About the link between adventure and setting. I imagine the adventure as a structure wich is filled up with elements from the setting. Like you make a decision-tree and fill the branches and leafs by copy-pasting from the source-book. (The PCs arrive at Mos Eisley, so you "copy-paste" the description of Mos Eisley to that part of the adventure.) Sure, it's not that easy (you don't copy-paste, but actually create a simulacrum only similar to the one depicted in the source-book and not even the whole of it only an interpretation of a slice of it), but let's imagine like that. After copy-pasting the descriptions, datas, etc. if you remove the setting, the adventure remains with details of the setting. This is how I meant. If the players decide to leave the adventure you have to fill in from your memories of the setting. (For example if they go to the Death Star from Tatuin when not intended to do.) This means that you extend the adventure on the fly. Because when the next time the setting element adlibbed is contained in a prepared adventure, you will use another slice, another inerpretation of it. So that's how I meant that the adventure is not the same as the setting.

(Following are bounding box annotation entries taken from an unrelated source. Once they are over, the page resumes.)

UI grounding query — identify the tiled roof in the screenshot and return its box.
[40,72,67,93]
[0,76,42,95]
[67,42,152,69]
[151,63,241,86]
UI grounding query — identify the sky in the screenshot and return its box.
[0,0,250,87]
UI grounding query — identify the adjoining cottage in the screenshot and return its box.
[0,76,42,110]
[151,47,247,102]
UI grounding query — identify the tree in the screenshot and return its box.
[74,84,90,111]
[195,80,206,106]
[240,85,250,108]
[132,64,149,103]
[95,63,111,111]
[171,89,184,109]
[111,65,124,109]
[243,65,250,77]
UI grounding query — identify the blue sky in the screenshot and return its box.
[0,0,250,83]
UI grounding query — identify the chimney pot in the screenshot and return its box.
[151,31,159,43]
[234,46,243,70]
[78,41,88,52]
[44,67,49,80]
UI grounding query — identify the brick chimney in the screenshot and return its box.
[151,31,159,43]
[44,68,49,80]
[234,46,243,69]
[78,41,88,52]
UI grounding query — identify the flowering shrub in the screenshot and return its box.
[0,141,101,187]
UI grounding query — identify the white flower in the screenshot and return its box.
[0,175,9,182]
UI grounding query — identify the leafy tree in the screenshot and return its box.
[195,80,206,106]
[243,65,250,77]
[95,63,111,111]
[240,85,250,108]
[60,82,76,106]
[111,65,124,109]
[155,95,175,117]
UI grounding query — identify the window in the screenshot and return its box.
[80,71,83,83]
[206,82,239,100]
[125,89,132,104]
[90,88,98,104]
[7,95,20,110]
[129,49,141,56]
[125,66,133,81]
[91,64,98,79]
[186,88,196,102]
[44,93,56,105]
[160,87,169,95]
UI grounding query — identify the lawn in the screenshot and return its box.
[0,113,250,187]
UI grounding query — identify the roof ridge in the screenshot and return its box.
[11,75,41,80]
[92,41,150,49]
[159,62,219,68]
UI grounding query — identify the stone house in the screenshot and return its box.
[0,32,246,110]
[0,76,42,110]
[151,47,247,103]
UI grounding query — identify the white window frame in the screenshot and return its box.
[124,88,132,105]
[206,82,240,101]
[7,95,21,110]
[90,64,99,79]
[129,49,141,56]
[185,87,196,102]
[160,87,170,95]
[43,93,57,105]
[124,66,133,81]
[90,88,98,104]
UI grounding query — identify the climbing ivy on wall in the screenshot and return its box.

And similar is whether adventures are made for players or PCs. I define an adventure as a decision-tree made for the players wich is filled with setting-elements. So it is made for the players but with regard to the setting and their PCs. If you say that adventure is for the characters, I understand it as the adventure is only a hook, a problem, a structure within a working, functioning fantasy world. Now, this is the goal for the players to see it like that. But de facto it's not the case unless you know and use every tiny facet of the setting all the time. In this case you only have to think about one tiny cause and then let this fantasy world make it into a big campaign of adventures. But it doesn't work for me, because I have really thick books describing every detail of a setting wich I can't memorize and use all the time.

That is: I tried to define the adventures as real-world items not as part of a fiction. Because the latter you know, the latter is the goal, but the former, the adventure as an item written by the GM for the players is what I want to explore: "How to write an adventure?" That is an important question for me. "How can an adventure occur in this setting?" is not that important for me.

But you are right that these issues have to be addressed and I promise I will do it in the future in this blog. Thanks for the attention, and again for the thought, the criticism.